Their comments followed a disclosure in the Independent of a confidential report by EU legal experts that accused governments of "undermining legal certainty" by agreeing texts that contradict official EU law. MEPs were outraged to discover they had been left in the dark about recent changes agreed by ministers, which moderate new EU data-protection laws.

Under new procedures, the parliament must have a say in the shape of certain EU laws, including data protection. A new data protection law is to be agreed in the next few weeks, following consultation between the Council of Ministers, the main legislative body, and the parliament, However, it has emerged that the ministers secretly agreed 31 statements on how they will interpret the law, some of which give countries opt-outs from the published law. The parliament, however, was not informed about any of the statements.

"We in the parliament are jointly responsible for the shape of the final directive. Now we fear we could end up in the dock because member states have agreed something different between them, of which we were not informed," said Fraser Clarke, legal advisor to the Socialist MEPs.

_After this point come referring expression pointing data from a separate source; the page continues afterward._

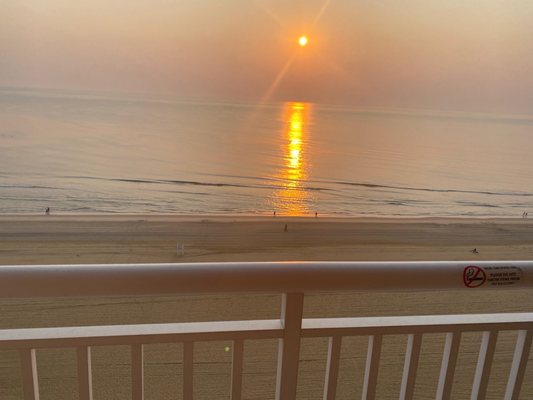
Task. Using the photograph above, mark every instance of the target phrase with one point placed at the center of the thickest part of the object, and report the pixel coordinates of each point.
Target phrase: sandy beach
(133, 239)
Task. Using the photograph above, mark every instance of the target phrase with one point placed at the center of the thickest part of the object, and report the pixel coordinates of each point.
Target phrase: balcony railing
(291, 280)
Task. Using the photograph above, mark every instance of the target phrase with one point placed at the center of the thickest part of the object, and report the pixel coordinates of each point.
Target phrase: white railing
(292, 280)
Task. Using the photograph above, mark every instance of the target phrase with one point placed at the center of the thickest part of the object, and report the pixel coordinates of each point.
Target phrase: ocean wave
(197, 183)
(432, 190)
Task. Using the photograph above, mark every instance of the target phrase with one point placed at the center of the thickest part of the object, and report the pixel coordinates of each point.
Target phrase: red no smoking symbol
(474, 276)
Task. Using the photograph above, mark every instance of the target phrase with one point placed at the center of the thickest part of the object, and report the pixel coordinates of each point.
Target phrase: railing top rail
(161, 279)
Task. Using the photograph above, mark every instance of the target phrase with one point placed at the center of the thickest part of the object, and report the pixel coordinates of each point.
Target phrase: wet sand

There is certain to be strong resistance to the publication of secret agreements among member states, which insist that they are a useful negotiating tools. "Without these joint statements, there would simply be less agreements," a senior German diplomat said.

But pressure for action is mounting. Denmark is pushing for publication of minutes of all meetings which ministers and their officials have in private.

"A directive is written which people think means one thing and now we discover that member states decided in private it meant something else," said Nigel Hague, of the Institute for Environmental Policy.